TMLE now allows user-specified prediction models (like machine learning models). This is done by setting the option
argument `custom_model` to a fitted model with the `predict()` function. For a full tutorial (with SuPyLearner), see
the website.

Updated API for printing model results to the console. All branches have been updated to
use print_results now. (Thanks Cameron Davidson-Pilon)

Semi-Bayesian function now calculates a check on the compatibility between the prior and data. It generates a warning
if a small p-value is detected (p < 0.05). The full information on this check can be read in *Modern Epidemiology* 3rd
edition pg340.

0.3.0

Addition of Targeted Maximum Likelihood Estimation (TMLE). No current timeline developed

Addition of IPW for Interference settings. No current timeline but hopefully before 2018 ends

Further conforming to PEP guidelines (my bad)

0.2.1

TimeVaryGFormula speed-up: some background optimization to speed up TimeVaryGFormula. Changes include: pd.concat()
rather than pd.append() each loop . Shuffled around some statements to execute only once rather than multiple times. In
some testing, I went from 22 seconds to run to 3.4 seconds

0.2.0

**BIG CHANGES**:

IPW all moved to zepid.causal.ipw. zepid.ipw is no longer supported

IPTW, IPCW, IPMW are now their own classes rather than functions. This was done since diagnostics are easier for IPTW
and the user can access items directly from the models this way.

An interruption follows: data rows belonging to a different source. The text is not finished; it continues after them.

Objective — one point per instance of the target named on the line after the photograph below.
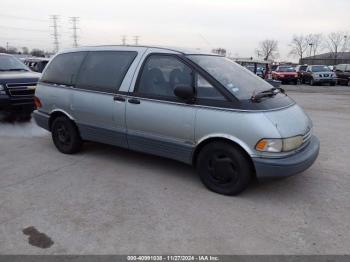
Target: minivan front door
(157, 121)
(98, 110)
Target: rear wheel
(65, 135)
(224, 168)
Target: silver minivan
(200, 109)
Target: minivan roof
(135, 47)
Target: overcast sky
(237, 25)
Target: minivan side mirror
(184, 92)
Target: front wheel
(65, 135)
(224, 168)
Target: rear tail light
(37, 102)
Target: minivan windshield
(10, 63)
(320, 69)
(241, 82)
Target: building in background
(327, 59)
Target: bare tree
(299, 46)
(315, 42)
(336, 41)
(25, 50)
(12, 50)
(268, 49)
(37, 52)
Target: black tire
(224, 168)
(65, 135)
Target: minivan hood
(290, 121)
(18, 77)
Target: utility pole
(123, 39)
(54, 25)
(136, 39)
(75, 21)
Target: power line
(23, 28)
(23, 18)
(123, 39)
(75, 21)
(136, 39)
(55, 32)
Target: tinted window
(161, 74)
(104, 71)
(236, 79)
(10, 63)
(206, 91)
(64, 68)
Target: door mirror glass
(184, 92)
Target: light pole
(310, 44)
(345, 43)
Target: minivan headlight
(279, 144)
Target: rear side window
(64, 68)
(104, 71)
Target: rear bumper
(14, 104)
(42, 119)
(288, 166)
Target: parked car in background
(274, 67)
(36, 64)
(202, 109)
(17, 86)
(319, 74)
(332, 68)
(343, 74)
(285, 74)
(300, 69)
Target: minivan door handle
(119, 98)
(134, 101)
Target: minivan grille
(26, 89)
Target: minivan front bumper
(288, 166)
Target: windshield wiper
(267, 93)
(17, 69)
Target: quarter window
(104, 71)
(161, 74)
(64, 68)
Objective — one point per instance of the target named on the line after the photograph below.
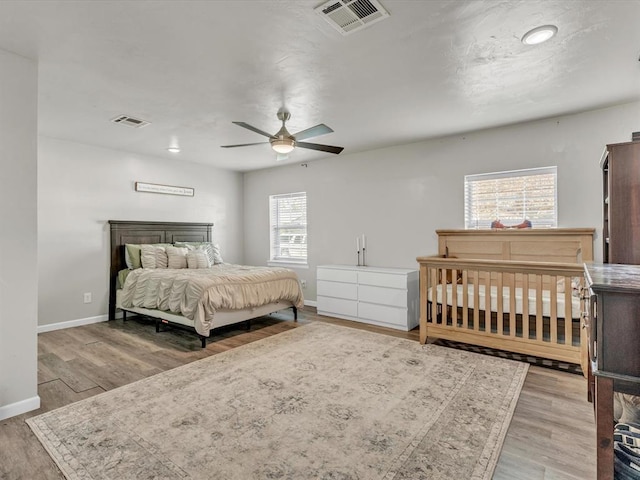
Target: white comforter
(198, 293)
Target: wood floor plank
(551, 436)
(72, 377)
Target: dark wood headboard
(124, 231)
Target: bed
(514, 290)
(207, 313)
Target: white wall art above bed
(168, 189)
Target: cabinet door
(384, 296)
(337, 275)
(624, 203)
(337, 289)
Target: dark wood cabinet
(612, 320)
(621, 207)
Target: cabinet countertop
(397, 271)
(611, 276)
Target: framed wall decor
(167, 189)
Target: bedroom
(72, 207)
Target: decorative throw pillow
(132, 256)
(153, 256)
(177, 257)
(217, 256)
(197, 259)
(212, 251)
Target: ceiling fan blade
(243, 145)
(253, 129)
(322, 148)
(320, 129)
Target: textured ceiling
(432, 68)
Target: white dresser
(388, 297)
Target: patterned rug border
(483, 470)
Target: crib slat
(500, 300)
(454, 298)
(465, 299)
(512, 305)
(445, 303)
(487, 301)
(476, 300)
(568, 312)
(525, 306)
(553, 317)
(434, 295)
(539, 327)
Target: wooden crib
(514, 290)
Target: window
(511, 197)
(288, 224)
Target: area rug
(521, 357)
(316, 402)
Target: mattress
(506, 300)
(198, 294)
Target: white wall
(81, 187)
(18, 238)
(399, 196)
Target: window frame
(298, 237)
(510, 200)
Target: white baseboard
(18, 408)
(73, 323)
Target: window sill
(286, 263)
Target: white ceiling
(432, 68)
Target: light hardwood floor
(552, 434)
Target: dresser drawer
(382, 279)
(336, 275)
(386, 296)
(337, 306)
(383, 313)
(337, 289)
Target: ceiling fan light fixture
(283, 145)
(539, 35)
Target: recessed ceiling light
(539, 35)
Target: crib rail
(524, 307)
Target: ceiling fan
(284, 142)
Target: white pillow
(177, 257)
(197, 259)
(153, 256)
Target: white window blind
(511, 197)
(288, 224)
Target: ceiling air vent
(130, 121)
(348, 16)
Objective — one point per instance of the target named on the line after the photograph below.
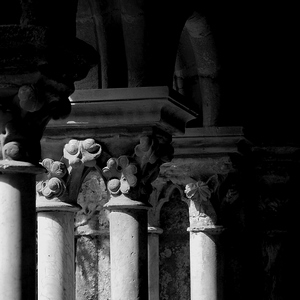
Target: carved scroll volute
(77, 156)
(132, 176)
(201, 211)
(25, 112)
(63, 178)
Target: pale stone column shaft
(204, 265)
(56, 275)
(18, 234)
(128, 250)
(153, 262)
(56, 205)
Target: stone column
(160, 195)
(56, 205)
(17, 229)
(37, 75)
(129, 185)
(205, 263)
(153, 261)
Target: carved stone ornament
(63, 179)
(54, 185)
(40, 59)
(132, 176)
(201, 211)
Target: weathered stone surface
(174, 250)
(92, 219)
(92, 241)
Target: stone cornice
(204, 141)
(112, 110)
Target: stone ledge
(210, 141)
(110, 110)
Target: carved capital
(198, 197)
(63, 179)
(38, 67)
(132, 176)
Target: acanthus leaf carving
(133, 175)
(54, 185)
(201, 211)
(63, 178)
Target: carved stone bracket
(60, 185)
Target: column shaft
(205, 267)
(129, 255)
(56, 274)
(18, 236)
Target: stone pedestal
(17, 230)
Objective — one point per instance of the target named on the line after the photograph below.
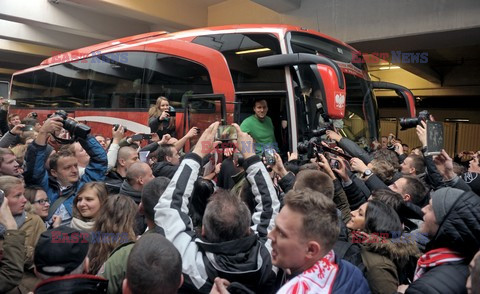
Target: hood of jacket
(460, 229)
(73, 284)
(244, 260)
(127, 189)
(399, 250)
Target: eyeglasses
(42, 201)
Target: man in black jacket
(228, 248)
(114, 179)
(168, 160)
(451, 222)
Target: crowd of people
(91, 217)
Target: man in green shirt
(260, 127)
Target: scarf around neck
(19, 219)
(435, 258)
(317, 279)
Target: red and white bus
(210, 74)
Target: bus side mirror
(327, 72)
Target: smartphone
(2, 196)
(143, 156)
(171, 111)
(226, 133)
(435, 139)
(269, 154)
(27, 128)
(137, 137)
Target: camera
(269, 154)
(116, 126)
(320, 132)
(74, 128)
(311, 147)
(411, 122)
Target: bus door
(201, 111)
(401, 91)
(319, 93)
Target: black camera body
(116, 126)
(412, 122)
(311, 147)
(74, 128)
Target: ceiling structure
(448, 38)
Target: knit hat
(473, 180)
(60, 251)
(443, 200)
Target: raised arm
(267, 203)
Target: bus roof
(188, 34)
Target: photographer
(64, 181)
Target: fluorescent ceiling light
(253, 51)
(389, 67)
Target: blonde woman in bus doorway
(161, 118)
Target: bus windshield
(360, 123)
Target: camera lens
(408, 122)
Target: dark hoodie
(387, 261)
(243, 260)
(459, 231)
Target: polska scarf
(435, 258)
(317, 279)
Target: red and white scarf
(435, 258)
(317, 279)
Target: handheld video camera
(412, 122)
(116, 126)
(74, 128)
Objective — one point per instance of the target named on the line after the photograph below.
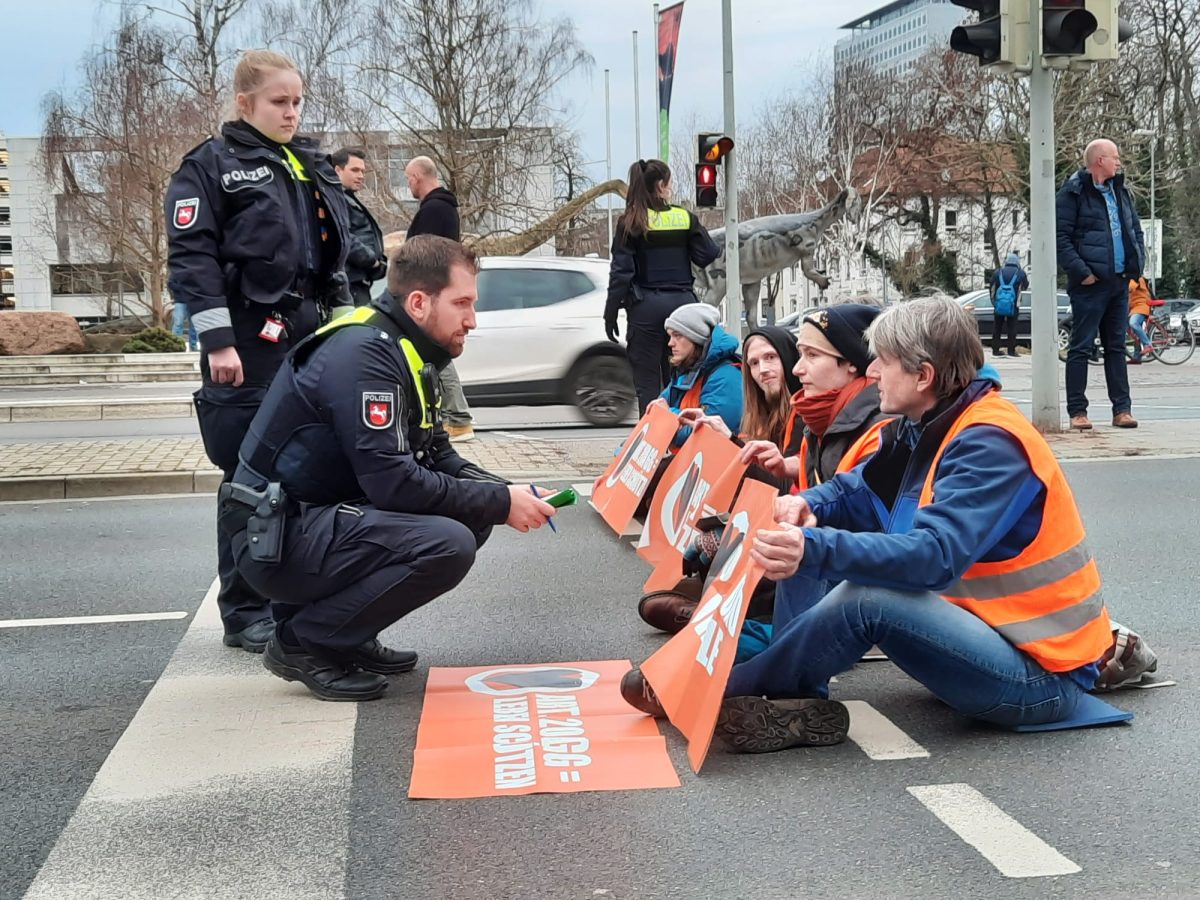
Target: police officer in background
(653, 249)
(365, 263)
(257, 232)
(349, 508)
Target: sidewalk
(77, 469)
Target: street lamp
(1153, 219)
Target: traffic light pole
(732, 270)
(1043, 281)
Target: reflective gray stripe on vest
(1039, 575)
(209, 319)
(1054, 624)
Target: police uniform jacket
(659, 259)
(245, 229)
(345, 421)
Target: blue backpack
(1006, 294)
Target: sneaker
(1127, 660)
(639, 694)
(460, 433)
(756, 725)
(666, 610)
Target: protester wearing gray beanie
(694, 322)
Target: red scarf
(820, 412)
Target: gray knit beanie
(695, 322)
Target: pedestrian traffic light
(1066, 27)
(706, 185)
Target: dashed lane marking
(1003, 841)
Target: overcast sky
(774, 42)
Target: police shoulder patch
(378, 409)
(186, 213)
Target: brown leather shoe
(666, 610)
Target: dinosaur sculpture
(769, 245)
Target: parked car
(979, 303)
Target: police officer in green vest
(653, 249)
(349, 508)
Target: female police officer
(257, 231)
(653, 249)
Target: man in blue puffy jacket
(1102, 249)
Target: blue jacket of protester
(721, 378)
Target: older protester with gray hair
(960, 552)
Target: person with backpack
(1007, 285)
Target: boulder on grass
(36, 334)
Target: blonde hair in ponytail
(252, 70)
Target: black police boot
(253, 637)
(373, 657)
(325, 678)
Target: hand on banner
(795, 510)
(768, 456)
(527, 511)
(779, 552)
(697, 417)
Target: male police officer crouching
(349, 509)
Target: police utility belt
(261, 514)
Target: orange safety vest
(867, 444)
(1047, 599)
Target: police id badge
(378, 409)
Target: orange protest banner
(618, 491)
(701, 480)
(559, 727)
(690, 671)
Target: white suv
(540, 340)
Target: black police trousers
(223, 414)
(349, 571)
(647, 340)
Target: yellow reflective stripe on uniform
(415, 364)
(1039, 575)
(294, 165)
(673, 219)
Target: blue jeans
(1138, 323)
(959, 658)
(179, 318)
(1101, 309)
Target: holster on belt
(261, 514)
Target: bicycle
(1170, 343)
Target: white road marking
(1003, 841)
(227, 783)
(94, 619)
(879, 737)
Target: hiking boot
(756, 725)
(1127, 660)
(666, 610)
(253, 637)
(639, 694)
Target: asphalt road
(1119, 803)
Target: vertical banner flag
(700, 481)
(618, 491)
(669, 47)
(690, 671)
(557, 727)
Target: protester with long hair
(653, 250)
(257, 233)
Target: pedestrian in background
(257, 234)
(1101, 246)
(438, 214)
(1007, 285)
(653, 250)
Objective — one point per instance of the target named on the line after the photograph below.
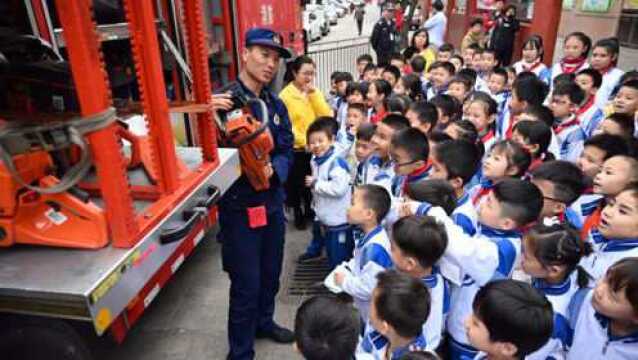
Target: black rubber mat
(307, 278)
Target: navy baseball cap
(268, 38)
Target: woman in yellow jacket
(305, 103)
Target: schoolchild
(589, 113)
(330, 186)
(575, 50)
(400, 306)
(566, 98)
(510, 320)
(605, 319)
(604, 59)
(456, 162)
(357, 277)
(417, 245)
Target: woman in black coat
(504, 35)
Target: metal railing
(338, 55)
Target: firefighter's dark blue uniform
(253, 257)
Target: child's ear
(506, 349)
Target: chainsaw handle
(171, 235)
(214, 194)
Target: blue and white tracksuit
(371, 256)
(330, 201)
(489, 255)
(560, 296)
(592, 339)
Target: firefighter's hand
(309, 181)
(222, 101)
(269, 171)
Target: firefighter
(252, 222)
(384, 35)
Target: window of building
(628, 28)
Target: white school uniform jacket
(541, 70)
(378, 172)
(374, 346)
(571, 138)
(606, 253)
(331, 191)
(591, 338)
(434, 326)
(465, 214)
(489, 255)
(560, 296)
(371, 256)
(590, 115)
(610, 80)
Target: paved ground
(188, 318)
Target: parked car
(312, 26)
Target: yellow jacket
(303, 110)
(430, 57)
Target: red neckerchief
(487, 137)
(605, 70)
(377, 117)
(531, 67)
(586, 106)
(570, 66)
(574, 121)
(510, 128)
(420, 171)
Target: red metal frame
(94, 96)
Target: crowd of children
(476, 211)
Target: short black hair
(418, 64)
(612, 145)
(419, 355)
(426, 112)
(541, 113)
(502, 72)
(449, 106)
(464, 80)
(436, 192)
(326, 328)
(575, 94)
(520, 200)
(446, 65)
(626, 122)
(377, 199)
(403, 302)
(468, 131)
(461, 158)
(515, 153)
(623, 276)
(366, 131)
(324, 124)
(397, 103)
(413, 142)
(531, 90)
(476, 21)
(567, 179)
(422, 238)
(393, 70)
(515, 312)
(536, 133)
(396, 122)
(594, 75)
(361, 87)
(365, 57)
(447, 47)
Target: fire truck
(110, 170)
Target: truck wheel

Addition of TimeVaryGFormula to fit the g-formula for time-varying exposures/confounders

effect_measure_plot() is now EffectMeasurePlot() to conform to PEP

ROC_curve() is now roc(). Also 'probability' was changed to 'threshold', since it now allows any continuous variable for
threshold determinations

**MINOR CHANGES**:

Added sensitivity analysis as proposed by Fox et al. 2005 (MonteCarloRR)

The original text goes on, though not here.